Publicado 16/06/2026 21:21

Eduardo Bolsonaro vê em sua condenação por obstrução à justiça uma tentativa de afastá-lo da política brasileira

Archivo - Arquivo - 12 de junho de 2024, Brasília, Distrito Federal, Brasil: BRASÍLIA (DF), 12/06/2024 — HOMENAGEM/CÂMARA/DEPUTADOS — O deputado federal Eduardo Bolsonaro, durante uma sessão plenária em homenagem ao 50º aniversário das relações diplomátic
Europa Press/Contacto/Wallace Martins, Wallace Mar

MADRID 17 jun. (EUROPA PRESS) -

O ex-deputado Eduardo Bolsonaro, filho do ex-presidente do Brasil Jair Bolsonaro, afirmou que a condenação a mais de quatro anos de prisão e à inelegibilidade por oito anos para exercer cargos públicos, proferida nesta terça-feira pela Suprema Corte brasileira, constitui uma tentativa de afastar seu nome da política do país sul-americano.

“O verdadeiro objetivo desse julgamento sem sentido é apenas um: eliminar meu nome das eleições”, afirmou o ex-deputado em um comunicado divulgado nas redes sociais, no qual defendeu que “até o momento” não foi “intimado conforme a lei”.

Afirmando assim ter tomado conhecimento “pela imprensa” da referida sentença do Supremo Tribunal Federal, que o declarou culpado do crime de obstrução à justiça, no âmbito do processo contra seu pai por golpe de Estado — pelo qual o líder de extrema direita cumpre pena de 27 anos de prisão —, Eduardo Bolsonaro disse continuar “aguardando” uma “notificação formal, por meio de carta rogatória, em um local concreto e conhecido”.

“Fico sabendo, mais uma vez pela imprensa, que, ao que parece, o Supremo Tribunal Federal teria formado uma maioria para me condenar por algum crime que desconheço”, insistiu ele, alegando que tal intimação — que garantiu não ter recebido — “foi enviada a outro réu no processo”, enquanto que a ele, ressaltou, “nunca” foi “notificada”.

Em seguida, Bolsonaro atacou o juiz do Supremo e relator do caso, Alexandre Moraes, sustentando que o magistrado “é vítima e juiz do mesmo caso” e acrescentando que “qualquer sentença que não respeite o devido processo legal é nula”.
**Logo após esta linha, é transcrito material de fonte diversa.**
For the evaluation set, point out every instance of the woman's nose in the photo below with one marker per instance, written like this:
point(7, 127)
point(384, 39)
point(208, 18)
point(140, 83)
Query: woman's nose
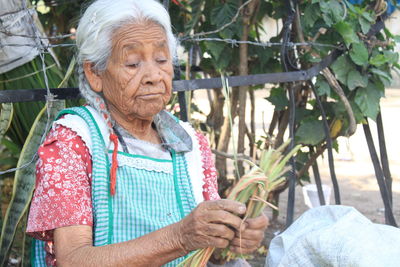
point(152, 74)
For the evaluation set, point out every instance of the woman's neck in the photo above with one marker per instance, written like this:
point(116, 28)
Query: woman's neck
point(139, 128)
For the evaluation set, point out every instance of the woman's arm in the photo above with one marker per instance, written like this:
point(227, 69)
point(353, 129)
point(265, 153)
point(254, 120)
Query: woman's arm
point(211, 224)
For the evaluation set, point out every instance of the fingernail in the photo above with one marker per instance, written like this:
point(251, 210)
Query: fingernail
point(242, 209)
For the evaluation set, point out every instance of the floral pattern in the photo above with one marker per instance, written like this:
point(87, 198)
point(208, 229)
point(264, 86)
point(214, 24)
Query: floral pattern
point(63, 185)
point(210, 185)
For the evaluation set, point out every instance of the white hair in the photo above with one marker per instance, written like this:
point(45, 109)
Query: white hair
point(95, 31)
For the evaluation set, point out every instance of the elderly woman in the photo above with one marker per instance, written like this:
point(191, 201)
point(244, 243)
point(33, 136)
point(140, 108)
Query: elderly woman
point(121, 182)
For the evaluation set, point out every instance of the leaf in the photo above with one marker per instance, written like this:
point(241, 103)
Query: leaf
point(322, 87)
point(355, 79)
point(347, 32)
point(311, 15)
point(341, 67)
point(391, 56)
point(365, 25)
point(336, 9)
point(378, 60)
point(6, 115)
point(310, 133)
point(24, 180)
point(278, 98)
point(383, 76)
point(359, 54)
point(223, 13)
point(196, 13)
point(368, 99)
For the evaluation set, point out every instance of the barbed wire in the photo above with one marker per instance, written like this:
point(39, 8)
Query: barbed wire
point(63, 36)
point(235, 42)
point(223, 26)
point(27, 75)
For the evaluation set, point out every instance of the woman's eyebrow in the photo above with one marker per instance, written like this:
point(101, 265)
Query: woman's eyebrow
point(160, 44)
point(132, 46)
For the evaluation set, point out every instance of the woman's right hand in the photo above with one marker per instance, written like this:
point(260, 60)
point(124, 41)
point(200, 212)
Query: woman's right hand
point(211, 224)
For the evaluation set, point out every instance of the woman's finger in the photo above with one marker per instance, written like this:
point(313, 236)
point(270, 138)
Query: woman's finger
point(260, 222)
point(246, 243)
point(227, 205)
point(218, 230)
point(226, 218)
point(250, 234)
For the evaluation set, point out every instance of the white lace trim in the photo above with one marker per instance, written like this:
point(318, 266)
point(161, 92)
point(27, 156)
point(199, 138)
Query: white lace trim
point(145, 164)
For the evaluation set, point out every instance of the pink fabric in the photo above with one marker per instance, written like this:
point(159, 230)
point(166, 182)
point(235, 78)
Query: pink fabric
point(210, 186)
point(63, 185)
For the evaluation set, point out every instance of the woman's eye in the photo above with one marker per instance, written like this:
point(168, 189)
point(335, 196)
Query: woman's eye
point(133, 65)
point(161, 60)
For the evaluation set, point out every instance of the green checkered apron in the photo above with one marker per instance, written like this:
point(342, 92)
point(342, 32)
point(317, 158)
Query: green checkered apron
point(150, 193)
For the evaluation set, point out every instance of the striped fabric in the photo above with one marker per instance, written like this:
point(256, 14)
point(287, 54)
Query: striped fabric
point(146, 199)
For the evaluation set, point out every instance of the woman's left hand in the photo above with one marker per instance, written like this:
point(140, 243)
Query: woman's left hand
point(249, 239)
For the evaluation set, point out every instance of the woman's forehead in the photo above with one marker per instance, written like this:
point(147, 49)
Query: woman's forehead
point(136, 35)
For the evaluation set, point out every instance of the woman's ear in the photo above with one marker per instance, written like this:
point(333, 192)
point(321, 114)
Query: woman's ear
point(93, 77)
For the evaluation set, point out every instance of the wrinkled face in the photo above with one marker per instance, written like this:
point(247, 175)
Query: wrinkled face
point(137, 82)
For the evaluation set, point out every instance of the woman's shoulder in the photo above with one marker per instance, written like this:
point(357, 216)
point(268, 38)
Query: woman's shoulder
point(83, 120)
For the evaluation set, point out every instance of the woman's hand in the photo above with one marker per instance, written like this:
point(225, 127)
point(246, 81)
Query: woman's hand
point(249, 239)
point(212, 224)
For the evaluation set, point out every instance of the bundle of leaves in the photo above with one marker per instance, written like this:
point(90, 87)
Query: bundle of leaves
point(252, 190)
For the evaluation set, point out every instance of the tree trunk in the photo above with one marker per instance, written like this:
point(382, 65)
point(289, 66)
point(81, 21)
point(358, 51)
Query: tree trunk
point(244, 70)
point(252, 140)
point(223, 144)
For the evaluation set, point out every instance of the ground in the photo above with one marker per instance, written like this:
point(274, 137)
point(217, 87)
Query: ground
point(353, 167)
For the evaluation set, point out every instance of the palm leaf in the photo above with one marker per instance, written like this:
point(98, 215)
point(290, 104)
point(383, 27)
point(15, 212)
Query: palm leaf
point(24, 180)
point(5, 118)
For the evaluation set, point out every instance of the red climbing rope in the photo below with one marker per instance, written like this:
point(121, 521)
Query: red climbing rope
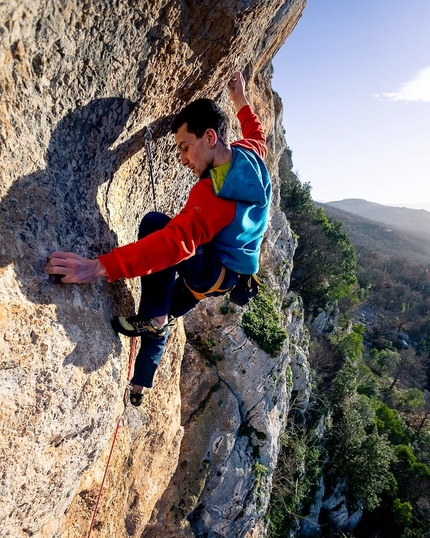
point(118, 423)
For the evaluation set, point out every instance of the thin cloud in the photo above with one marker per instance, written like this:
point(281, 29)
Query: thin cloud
point(417, 89)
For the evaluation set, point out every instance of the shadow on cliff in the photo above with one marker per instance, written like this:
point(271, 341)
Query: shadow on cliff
point(56, 209)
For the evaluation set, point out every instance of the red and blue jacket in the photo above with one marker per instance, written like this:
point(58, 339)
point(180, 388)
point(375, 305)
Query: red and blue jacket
point(234, 216)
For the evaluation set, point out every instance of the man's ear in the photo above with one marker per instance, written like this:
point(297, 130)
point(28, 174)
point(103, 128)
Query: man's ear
point(211, 137)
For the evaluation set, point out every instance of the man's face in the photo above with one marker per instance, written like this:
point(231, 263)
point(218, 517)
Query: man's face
point(196, 153)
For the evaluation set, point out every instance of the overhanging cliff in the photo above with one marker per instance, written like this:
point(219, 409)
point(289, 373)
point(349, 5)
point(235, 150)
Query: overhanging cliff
point(79, 83)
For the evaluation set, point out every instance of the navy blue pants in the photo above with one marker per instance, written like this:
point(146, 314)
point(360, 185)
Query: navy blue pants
point(166, 293)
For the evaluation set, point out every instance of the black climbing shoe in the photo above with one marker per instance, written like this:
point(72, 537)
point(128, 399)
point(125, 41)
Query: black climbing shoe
point(136, 398)
point(137, 326)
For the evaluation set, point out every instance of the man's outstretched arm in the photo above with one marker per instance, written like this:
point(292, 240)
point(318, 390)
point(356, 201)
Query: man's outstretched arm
point(76, 269)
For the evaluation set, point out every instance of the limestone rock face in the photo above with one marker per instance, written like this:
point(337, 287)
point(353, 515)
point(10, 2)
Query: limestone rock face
point(79, 84)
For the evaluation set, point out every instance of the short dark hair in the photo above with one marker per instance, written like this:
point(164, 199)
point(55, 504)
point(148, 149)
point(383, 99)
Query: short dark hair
point(200, 115)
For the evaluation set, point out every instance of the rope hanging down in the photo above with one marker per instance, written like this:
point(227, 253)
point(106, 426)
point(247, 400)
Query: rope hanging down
point(148, 138)
point(118, 424)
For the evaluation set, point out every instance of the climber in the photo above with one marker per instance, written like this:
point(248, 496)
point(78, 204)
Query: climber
point(209, 243)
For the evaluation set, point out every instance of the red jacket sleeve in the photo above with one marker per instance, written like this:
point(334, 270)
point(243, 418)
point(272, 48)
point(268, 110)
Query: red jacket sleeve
point(203, 216)
point(252, 131)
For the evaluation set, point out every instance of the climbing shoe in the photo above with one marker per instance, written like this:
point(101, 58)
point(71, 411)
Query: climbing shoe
point(137, 326)
point(136, 398)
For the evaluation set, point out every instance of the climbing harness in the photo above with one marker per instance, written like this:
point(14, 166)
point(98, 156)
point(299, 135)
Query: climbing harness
point(216, 287)
point(118, 424)
point(148, 138)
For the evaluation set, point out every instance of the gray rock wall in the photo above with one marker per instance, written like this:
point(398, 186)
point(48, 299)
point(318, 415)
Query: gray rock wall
point(79, 82)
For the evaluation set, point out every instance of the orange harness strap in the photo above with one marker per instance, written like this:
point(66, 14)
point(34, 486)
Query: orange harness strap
point(216, 287)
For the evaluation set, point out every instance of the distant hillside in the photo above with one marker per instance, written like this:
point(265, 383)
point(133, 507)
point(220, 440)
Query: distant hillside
point(416, 221)
point(366, 234)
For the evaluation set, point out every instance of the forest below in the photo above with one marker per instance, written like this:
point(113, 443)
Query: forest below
point(371, 373)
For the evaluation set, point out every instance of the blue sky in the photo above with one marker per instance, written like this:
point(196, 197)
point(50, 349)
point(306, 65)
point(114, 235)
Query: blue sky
point(354, 78)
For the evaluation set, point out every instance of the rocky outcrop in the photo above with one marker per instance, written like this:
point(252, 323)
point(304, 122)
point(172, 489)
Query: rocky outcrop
point(79, 83)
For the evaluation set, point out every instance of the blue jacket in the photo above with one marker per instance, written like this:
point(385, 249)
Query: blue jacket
point(248, 183)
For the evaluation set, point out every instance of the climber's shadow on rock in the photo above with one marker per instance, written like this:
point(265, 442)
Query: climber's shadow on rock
point(57, 209)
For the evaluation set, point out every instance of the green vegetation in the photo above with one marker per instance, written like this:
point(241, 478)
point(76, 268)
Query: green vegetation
point(325, 260)
point(262, 322)
point(370, 381)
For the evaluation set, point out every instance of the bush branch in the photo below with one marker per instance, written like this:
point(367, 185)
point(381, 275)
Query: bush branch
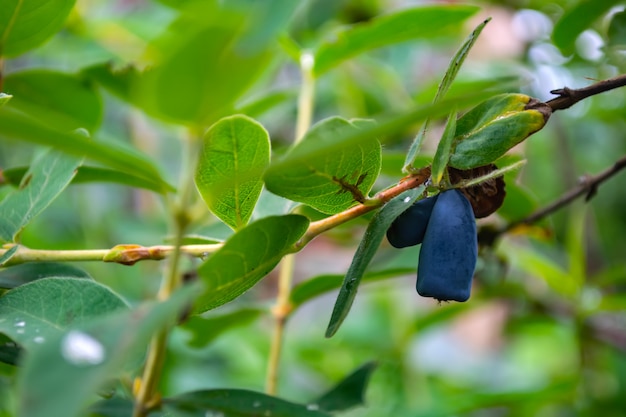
point(588, 187)
point(569, 96)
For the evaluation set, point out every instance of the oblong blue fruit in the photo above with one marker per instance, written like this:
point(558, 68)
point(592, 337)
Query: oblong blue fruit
point(408, 229)
point(448, 255)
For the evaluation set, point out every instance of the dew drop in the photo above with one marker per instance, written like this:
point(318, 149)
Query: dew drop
point(79, 348)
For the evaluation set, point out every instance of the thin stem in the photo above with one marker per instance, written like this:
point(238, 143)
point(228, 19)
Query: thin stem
point(148, 396)
point(282, 308)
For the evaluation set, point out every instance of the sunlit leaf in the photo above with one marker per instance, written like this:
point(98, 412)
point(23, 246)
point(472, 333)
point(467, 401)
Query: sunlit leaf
point(419, 22)
point(47, 177)
point(57, 99)
point(365, 252)
point(246, 257)
point(236, 403)
point(34, 313)
point(442, 155)
point(205, 329)
point(17, 275)
point(87, 356)
point(321, 284)
point(235, 151)
point(25, 24)
point(453, 69)
point(348, 393)
point(333, 181)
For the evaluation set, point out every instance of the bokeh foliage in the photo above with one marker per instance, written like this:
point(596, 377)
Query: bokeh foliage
point(121, 85)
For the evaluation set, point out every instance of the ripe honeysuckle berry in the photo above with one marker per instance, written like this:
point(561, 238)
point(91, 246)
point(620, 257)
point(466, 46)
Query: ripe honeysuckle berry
point(408, 229)
point(449, 250)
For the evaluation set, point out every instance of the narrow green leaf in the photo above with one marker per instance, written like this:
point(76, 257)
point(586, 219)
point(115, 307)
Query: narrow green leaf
point(365, 252)
point(64, 101)
point(48, 176)
point(576, 19)
point(17, 275)
point(8, 255)
point(205, 330)
point(87, 356)
point(21, 127)
point(348, 393)
point(88, 174)
point(236, 403)
point(235, 151)
point(414, 23)
point(4, 98)
point(333, 181)
point(442, 154)
point(453, 69)
point(26, 24)
point(246, 257)
point(321, 284)
point(34, 313)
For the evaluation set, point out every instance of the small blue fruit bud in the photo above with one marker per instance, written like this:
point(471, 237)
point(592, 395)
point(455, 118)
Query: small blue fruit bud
point(449, 251)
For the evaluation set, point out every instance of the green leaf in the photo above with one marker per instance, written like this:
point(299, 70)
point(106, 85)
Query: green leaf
point(200, 87)
point(57, 99)
point(113, 154)
point(453, 69)
point(17, 275)
point(576, 19)
point(88, 174)
point(34, 313)
point(246, 257)
point(205, 330)
point(6, 256)
point(4, 98)
point(349, 393)
point(47, 177)
point(321, 284)
point(235, 152)
point(236, 403)
point(442, 155)
point(365, 252)
point(26, 24)
point(87, 356)
point(419, 22)
point(333, 181)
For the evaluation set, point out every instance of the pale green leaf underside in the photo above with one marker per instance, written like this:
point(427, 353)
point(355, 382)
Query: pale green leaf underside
point(48, 176)
point(25, 24)
point(333, 181)
point(33, 313)
point(235, 152)
point(246, 257)
point(374, 234)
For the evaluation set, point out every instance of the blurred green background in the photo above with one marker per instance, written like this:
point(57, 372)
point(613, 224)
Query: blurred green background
point(544, 333)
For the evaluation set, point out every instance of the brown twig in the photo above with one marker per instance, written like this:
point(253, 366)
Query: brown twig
point(568, 96)
point(588, 186)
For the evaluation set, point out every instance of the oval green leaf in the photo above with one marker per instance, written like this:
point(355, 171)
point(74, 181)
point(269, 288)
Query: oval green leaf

“Mais uma vez, ele é vítima e juiz do mesmo caso, e é por isso que o Brasil sofre vergonhas internacionais de forma recorrente, como até mesmo a mídia tradicional já aponta com frequência hoje em dia”, afirmou ele.

Por fim, ele quis manifestar sua confiança de que a “vitória” de seu irmão Flávio Bolsonaro, que disputará em outubro próximo a Presidência do país com o atual ocupante do Planalto, Luiz Inácio Lula da Silva, “signifique o restabelecimento da democracia brasileira”, permitindo, acrescentou ele, “que as centenas de exilados possam, finalmente, retornar à sua pátria”.

Foi nesta mesma terça-feira que os quatro juízes do Supremo decidiram, por unanimidade, condenar Eduardo Bolsonaro a quatro anos e dois anos de prisão, embora em regime de semiliberdade, conforme informa o jornal “O Globo”, o que implica que ele pode sair do centro penitenciário durante o dia por motivos de trabalho ou estudo, mas deve retornar para dormir.

Além disso, decretaram sua inelegibilidade por um período de oito anos e impuseram o pagamento de uma multa equivalente a 100 salários mínimos, tudo isso após declará-lo culpado de tentar coagir juízes e orquestrar, a partir dos Estados Unidos, sanções contra o Brasil para obstruir o processo por golpe de Estado contra seu pai.

Essas tentativas incluem as tarifas impostas por Washington às exportações brasileiras anunciadas no ano passado, a suspensão de vistos para membros do Supremo e a aplicação de sanções econômicas contra o próprio Alexandre de Moraes, que declarou durante a audiência que a função de um deputado não é “fazer lobby contra o próprio país”.

Eduardo Bolsonaro foi, além disso, destituído de seu cargo como membro da Polícia Federal, assim como ocorreu em dezembro de 2025 com seu mandato na Câmara dos Deputados, por ausência injustificada, já que estava nos Estados Unidos desde fevereiro daquele ano, para onde viajou a fim de interceder em favor de seu pai.